Well it's officially day 2 since we have been home! Baby is currently sleeping so I figured it is about freaking time I catch up on this blog.
This truly has been the most insane last few weeks of my life. Nothing went according to plan (haha) and my faith and endurance was tested beyond belief. I don't think I have ever cried as much in my life as I have these last few weeks. To be honest, the only thing that has somewhat been great was my labor.
Yep I'm serious.
Yep I'm serious.
My labor was pretty freaking awesome and I was glad, because I kinda sorta felt like I deserved it after all I went through, lol! I made it a point throughout the labor process to write notes in my phone so I wouldn't forget.
Friday, April 18th:
8:45 am
The day before, Rowan had horrible decels, 3 to be exact. My anxiety was through the roof. Everyday I was told by the docs we would wait another 24 hours and see what will happen. I was already pissed at the thought they were going to come in and say this. Two doctors came in this time and explained because of yesterday's events, it was no longer safe for baby to stay in. I would be induced immediately. Pitocin would start at 10 am. I was warned my labor could take up to 3 days. Gulp. They really wanted me to try a vaginal delivery rather than c-section. They also warned me that more than likely, the minute she was born, she would have to whisked away to NICU. That broke my heart, as this isn't how I thought labor would be. However, whatever would keep my daughter safe I was willing to do. After everything, I was shocked out of my skull. Sheer joy, panic, fear and elation set in. I immediately call Shannon and my family.
9-3 pm- my pitocin was held back due to other emergency c-sections. Rachel, my favorite nurse, takes one last belly pic. I shower, and do my make up. I take a few moments with my beautiful bump to say "goodbye". My family brings a togo's sandwich and I chow down! I try to eat throughout the day. Once the epidural was in, I wouldn't be able to eat.
3:45 pitocin is started. I'm dilated at a 2. I was told pain is progress as it shows labor is progressing. They put a balloon catheter in my cervix to open it up. Was told it could take hours for my body to accept it. My body was done with it after an hour. I was dilated at a 3. Guess my body was ready!
3:45 pm to Saturday, April 19th at 1 am
Pitocin is increased every few hours. We eat, laugh, try to stay relaxed. We watched The Hangover. I feel NOTHING. For real. No pain and I was actually getting mad, since "pain is progress". The nurses and my doctor are shocked. At 12:30 am I was at 4 cm. Dr. Lo said she would break my water between 2:30-3 am. I was told I better get my epidural if I wanted it before she did this.

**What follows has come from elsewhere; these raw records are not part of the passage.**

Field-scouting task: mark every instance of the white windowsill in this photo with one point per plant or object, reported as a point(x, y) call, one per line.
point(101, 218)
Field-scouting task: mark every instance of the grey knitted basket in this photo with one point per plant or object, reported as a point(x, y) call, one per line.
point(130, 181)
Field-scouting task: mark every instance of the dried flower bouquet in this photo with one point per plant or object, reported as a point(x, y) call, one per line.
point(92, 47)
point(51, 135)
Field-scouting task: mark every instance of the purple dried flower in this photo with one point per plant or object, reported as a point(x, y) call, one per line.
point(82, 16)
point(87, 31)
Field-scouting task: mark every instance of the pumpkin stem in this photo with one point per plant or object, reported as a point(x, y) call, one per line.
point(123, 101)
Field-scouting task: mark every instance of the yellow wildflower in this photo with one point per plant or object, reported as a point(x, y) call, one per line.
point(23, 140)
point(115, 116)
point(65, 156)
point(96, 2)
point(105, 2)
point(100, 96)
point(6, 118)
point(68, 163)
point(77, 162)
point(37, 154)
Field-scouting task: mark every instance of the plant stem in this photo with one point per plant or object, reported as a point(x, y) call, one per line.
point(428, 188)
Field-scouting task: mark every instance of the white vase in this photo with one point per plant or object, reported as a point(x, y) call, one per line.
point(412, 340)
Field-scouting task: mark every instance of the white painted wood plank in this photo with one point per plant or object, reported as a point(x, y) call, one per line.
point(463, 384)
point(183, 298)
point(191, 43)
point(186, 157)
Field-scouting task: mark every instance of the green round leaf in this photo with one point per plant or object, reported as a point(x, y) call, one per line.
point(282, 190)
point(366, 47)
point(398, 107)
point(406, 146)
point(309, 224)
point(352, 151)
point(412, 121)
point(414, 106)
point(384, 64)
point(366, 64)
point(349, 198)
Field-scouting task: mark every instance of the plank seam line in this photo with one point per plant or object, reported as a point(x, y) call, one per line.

2:30 am- still feel nothing, except very slight back cramps. Andy the anestiologist comes in. We chat, sign a form and he preps me. I'm terrified I will move as he is putting it in. He administers it and we are good. However, it doesn't kick in right away and I am freaking out. I get cleaned down there for prep of breaking my water and it hurt! The nurse looks concerned and turns me to my side. At this point I'm officially 5 cm dilated.
3:00 am
My epi kicks in and it feels fan-freaking-tastic. I love it! Honestly, I don't get why women get all pissy and self righteous about epidurals. I love it and I think I am going to dedicate a post about it, LOL!!!!! Dr. Lo then comes in breaks my water. It was the loudest splash sound and it was so weird! Things progress fast as I jump from a 5 to 8 within the hour. No joke. I sleep peacefully till about 6 am.
6 am
Dilated to a 9, and feeling fantastic! Our families are called. 6:45 I'm now dilated to a 10 and it's time to push. My mom and sister arrive and give hugs and kisses before going to the waiting room. Dr. Lo comes in. Emily my sweet and kind nurse explains how I should push, like I'm pooping lol! I am getting excited and terrified at the same time. Shannon is right by my side, and he is so excited.
6:50-7:22
I start to push! Holy crap it's so exhausting! I'm being encouraged that I am doing it right. Still don't feel jack. I start to feel so worn out and I sympathize how women push for hours, it's hard! The put a mirror so I could see my progress. I could now see Rowan's head! I give one final and hard push. The doctor yelled "slow down!" Lol but I couldn't help it! Rowan is out! This moment was the most surreal, most beautiful moment.
7:22
I watch them pull out the beautiful, amazing little girl that I baked from scratch. She lets out the most beautiful cry and I immediately start hysterically wailing. I kept saying "I love you, you are beautiful, hi baby". I'm crying so hard. I look at hubs who is crying as he is taking pictures. Instead of rushing her to the NICU crib that was in the room, they placed her on my belly. I was forever thankful for that moment. I didn't think I would even get a moment with her. I feel so grateful for that. I reach to touch her sweet, warm body and I can't handle it. I couldn't believe that I just birthed this gorgeous human.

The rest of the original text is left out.